Ex-Elf chief to appear in Togo court over fraud probe
The former head of French oil giant Elf, Loik Le Floch-Prigent, is due to appear in a Togolese court Monday after being extradited in a fraud probe, a move condemned by his lawyer.
The former Elf chairman was arrested in Ivory Coast’s economic capital Abidjan on Friday night as he tried to board an Air France flight to Paris, an Ivorian security source said.
He was transferred to Togo the next day, under an international arrest warrant, and is due to appear in court in the Togolese capital Lome on Monday.
Le Floch-Prigent’s lawyer Patrick Klugman denounced the swift international transfer.
“The forms of extradition as we currently know them were not respected,” Klugman said. He earlier condemned the transfer as a “kidnapping” but later backtracked from the remark.
An Ivorian prosecutor however said the transfer was an operation between two police forces in line with international police organisation Interpol rules.
Le Floch-Prigent’s lawyer in Togo told AFP he was able to visit him on Sunday night at the police station in Lome, where he was being held in an office.
He said he had not been subjected to abusive treatment while being detained, but he repeated earlier concerns raised by Klugman, saying his health was fragile and he is due to have an operation, without providing further details.

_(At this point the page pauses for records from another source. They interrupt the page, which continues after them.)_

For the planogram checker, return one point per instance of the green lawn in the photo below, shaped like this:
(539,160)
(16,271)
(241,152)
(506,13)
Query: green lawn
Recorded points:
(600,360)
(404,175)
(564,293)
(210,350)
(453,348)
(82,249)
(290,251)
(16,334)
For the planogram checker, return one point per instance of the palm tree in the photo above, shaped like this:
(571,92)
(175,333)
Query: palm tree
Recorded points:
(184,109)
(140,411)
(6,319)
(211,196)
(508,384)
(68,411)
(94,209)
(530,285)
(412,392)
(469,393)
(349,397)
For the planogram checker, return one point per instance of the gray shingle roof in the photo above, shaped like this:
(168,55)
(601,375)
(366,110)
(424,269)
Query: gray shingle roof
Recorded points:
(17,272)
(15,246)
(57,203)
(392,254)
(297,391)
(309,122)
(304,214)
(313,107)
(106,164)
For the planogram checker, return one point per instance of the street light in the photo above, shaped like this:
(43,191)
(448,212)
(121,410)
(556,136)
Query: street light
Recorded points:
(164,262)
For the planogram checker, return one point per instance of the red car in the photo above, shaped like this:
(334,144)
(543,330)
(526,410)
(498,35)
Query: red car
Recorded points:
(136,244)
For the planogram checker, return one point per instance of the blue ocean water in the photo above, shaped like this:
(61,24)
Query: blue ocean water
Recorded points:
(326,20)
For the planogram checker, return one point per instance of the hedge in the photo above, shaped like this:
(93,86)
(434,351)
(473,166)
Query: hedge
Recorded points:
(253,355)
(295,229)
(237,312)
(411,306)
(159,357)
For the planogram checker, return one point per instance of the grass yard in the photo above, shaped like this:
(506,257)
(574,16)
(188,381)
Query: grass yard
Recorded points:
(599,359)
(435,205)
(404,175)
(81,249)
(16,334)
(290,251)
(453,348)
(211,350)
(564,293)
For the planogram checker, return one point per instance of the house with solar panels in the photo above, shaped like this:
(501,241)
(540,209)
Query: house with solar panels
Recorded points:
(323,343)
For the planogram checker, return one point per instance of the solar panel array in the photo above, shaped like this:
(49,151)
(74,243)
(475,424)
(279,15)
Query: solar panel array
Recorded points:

“He will be presented to a judge this morning, but we do not know what time he will be there,” Rustico Lawson-Bankou said.
He was expected to be questioned by a judge in a procedure that would be closed to the public, in line with Togolese judicial procedures.
The investigation involves a complaint from an Emirati businessman who alleges he was the victim of a $48-million (37-million-euro) fraud.
The businessman, Abbas Al Yousef, claims Le Floch-Prigent was acting as his personal adviser during the alleged fraud.
Togo’s former minister of territorial administration, Pascal Bodjona, has been charged over the allegations as well as Togolese businessman Bertin Sow Agba.
A lawyer for Bodjona alleged on Sunday that authorities were targeting his client because there was speculation he planned to run for president in 2015.
The lawyer, Jil-Benoit Afangbedji, alleged there was also speculation that Agba would finance his campaign.
Klugman also claimed his client was caught up in an internal Togolese political affair. He said he feared for the health of Le Floch-Prigent, who turns 69 later this month and has a medical appointment in France on September 26.
The case involves a complex set of circumstances, with accusations that a network claimed to have access to $275 million in a Togolese account left by former Ivorian military ruler Robert Guei, who was killed in 2002.
Al Yousef, who manages investments, including in the oil and gas industry, alleges $48 million was embezzled from him in the affair.
Le Floch-Prigent, currently an oil industry consultant, has already served jail terms in France for corruption which dated from his time as head of Elf from 1989 to 1993.
Several Elf senior managers were jailed after a corruption scandal that broke in the 1990s. The company was taken over by French oil giant Total in 2000.
Le Floch-Prigent’s swift transfer to Togo comes after Lome earlier this year arrested and extradited the former defence minister of Ivory Coast’s disgraced ex-president Laurent Gbagbo.
Moise Lida Kouassi had fled to Togo in the chaotic and bloody months after Gbagbo refused to acknowledge his defeat to current President Alassane Ouattara in November 2010 presidential polls.
Togo, a nation of six million people under French control prior to independence in 1960, has been run by the same family for more than four decades.
The military installed President Faure Gnassingbe in power after the 2005 death of his father Gnassingbe Eyadema, who had ruled the west African nation with an iron fist for 38 years. He has since won elections in 2005 and 2010.